Because the component runs locally inside Nappai, it doesn’t rely on any external APIs. It simply fetches the page, parses the HTML, and outputs the markdown.

Inputs

Mapping Mode

This component has a special mode called Mapping Mode. When you enable this mode using the toggle switch, an additional input called Mapping Data is activated, and each input field offers you three different ways to provide data:

  • Fixed: You type the value directly into the field.
  • Mapped: You connect the output of another component to use its result as the value.
  • Javascript: You write Javascript code to dynamically calculate the value.

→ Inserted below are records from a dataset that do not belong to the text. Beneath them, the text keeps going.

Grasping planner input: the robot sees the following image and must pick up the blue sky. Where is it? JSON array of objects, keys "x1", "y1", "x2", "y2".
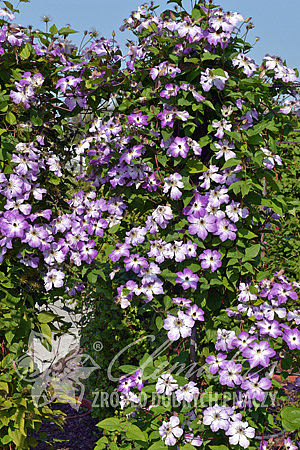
[{"x1": 16, "y1": 0, "x2": 300, "y2": 69}]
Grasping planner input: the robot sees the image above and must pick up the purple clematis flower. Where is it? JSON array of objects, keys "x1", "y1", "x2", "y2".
[
  {"x1": 176, "y1": 268, "x2": 199, "y2": 290},
  {"x1": 199, "y1": 249, "x2": 222, "y2": 272},
  {"x1": 167, "y1": 137, "x2": 189, "y2": 158},
  {"x1": 241, "y1": 373, "x2": 272, "y2": 402},
  {"x1": 128, "y1": 112, "x2": 148, "y2": 127},
  {"x1": 242, "y1": 341, "x2": 276, "y2": 368},
  {"x1": 0, "y1": 210, "x2": 29, "y2": 238},
  {"x1": 215, "y1": 219, "x2": 237, "y2": 242},
  {"x1": 219, "y1": 361, "x2": 243, "y2": 387},
  {"x1": 188, "y1": 214, "x2": 217, "y2": 240},
  {"x1": 282, "y1": 328, "x2": 300, "y2": 350}
]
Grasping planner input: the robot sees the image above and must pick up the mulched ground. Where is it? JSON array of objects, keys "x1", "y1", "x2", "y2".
[{"x1": 32, "y1": 404, "x2": 101, "y2": 450}]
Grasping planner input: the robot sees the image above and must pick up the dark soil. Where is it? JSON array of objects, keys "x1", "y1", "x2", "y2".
[{"x1": 32, "y1": 404, "x2": 101, "y2": 450}]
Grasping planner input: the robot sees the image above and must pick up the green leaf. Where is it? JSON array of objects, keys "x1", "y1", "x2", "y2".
[
  {"x1": 20, "y1": 44, "x2": 31, "y2": 59},
  {"x1": 49, "y1": 24, "x2": 58, "y2": 34},
  {"x1": 192, "y1": 7, "x2": 202, "y2": 20},
  {"x1": 212, "y1": 68, "x2": 226, "y2": 77},
  {"x1": 161, "y1": 269, "x2": 177, "y2": 286},
  {"x1": 209, "y1": 445, "x2": 228, "y2": 450},
  {"x1": 148, "y1": 441, "x2": 168, "y2": 450},
  {"x1": 198, "y1": 134, "x2": 212, "y2": 147},
  {"x1": 239, "y1": 228, "x2": 257, "y2": 239},
  {"x1": 280, "y1": 406, "x2": 300, "y2": 431},
  {"x1": 38, "y1": 311, "x2": 56, "y2": 323},
  {"x1": 5, "y1": 112, "x2": 17, "y2": 125},
  {"x1": 125, "y1": 424, "x2": 147, "y2": 442},
  {"x1": 97, "y1": 417, "x2": 121, "y2": 431}
]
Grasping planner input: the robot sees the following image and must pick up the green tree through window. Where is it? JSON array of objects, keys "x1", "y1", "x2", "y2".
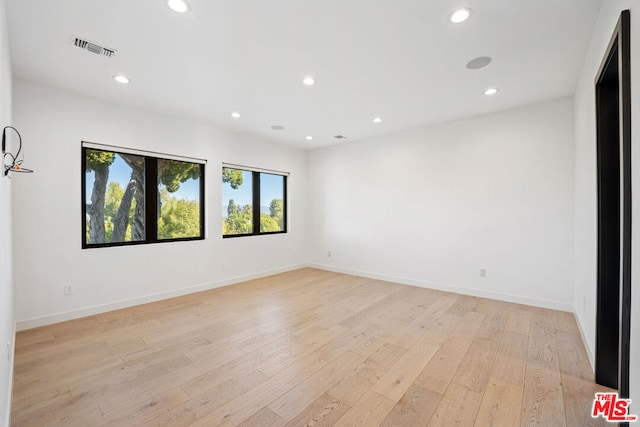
[{"x1": 222, "y1": 167, "x2": 287, "y2": 237}]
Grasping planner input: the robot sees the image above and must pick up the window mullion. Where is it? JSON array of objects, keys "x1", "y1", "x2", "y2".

This flexibility allows you to create more dynamic and connected workflows.

Input Fields

  • Mapping Mode: Enable mapping mode to process multiple data records in batch.
  • Timeout: Timeout in milliseconds for the request.
  • Tool Description: A brief description of the tool that will be created from the scraped content.
  • Tool Name: The name you want to give to the tool that will be built from the scraped data.
  • URL: The URL to scrape. Use comma separated list for multiple URLs. This field is required.

Outputs

  • Data: A Data object containing the markdown result of the scraping operation. This can be used as input for other components that accept markdown or plain text.
  • Tool: A Tool object that can be added to your AI assistant’s knowledge base. It includes the scraped content and the description you provided, making it easy for the assistant to answer questions about that page.

Usage Example

  1. Simple scrape
    Drag the Web Scraper into your workflow.

    • Turn off Mapping Mode.
    • Set URL to https://example.com.
    • (Optional) Set Timeout to 5000.
    • Provide a Tool Name like Example Site and a Tool Description such as Information from Example.com.
    • Run the workflow.
      The Data output will contain the markdown of the page, and the Tool output will be ready to add to your assistant.
  2. Batch scrape with Mapping Mode
    Enable Mapping Mode.

    • Connect a previous component that outputs a list of URLs to the URL field in Mapped mode.
    • The Web Scraper will process each URL in the list and produce a markdown result for each one.
    • The Data output will be a collection of markdown snippets, and the Tool output will be a collection of tools, one per URL.
  • Data Processor – Clean and transform the markdown output before sending it to other steps.
  • Knowledge Base Manager – Store the generated tools in a searchable knowledge base.
  • Web Scrape Base – The underlying class that powers this component; useful for developers extending functionality.

Tips and Best Practices

  • Keep URLs short and specific; large pages can take longer to scrape.
  • Use the Timeout setting if you’re scraping sites that may respond slowly.
  • When using Mapping Mode, ensure the input list of URLs is properly formatted (comma‑separated).
  • Add a clear Tool Description so your AI assistant can explain what the tool does.
  • Test the component with a single URL first before enabling batch mode.

Security Considerations

  • Respect the target website’s robots.txt and terms of service.
  • Avoid scraping sensitive or private data unless you have explicit permission.
  • Be mindful of rate limits; adding a short delay between requests can prevent your IP from being blocked.
  • Store any scraped data securely, especially if it contains personal or confidential information.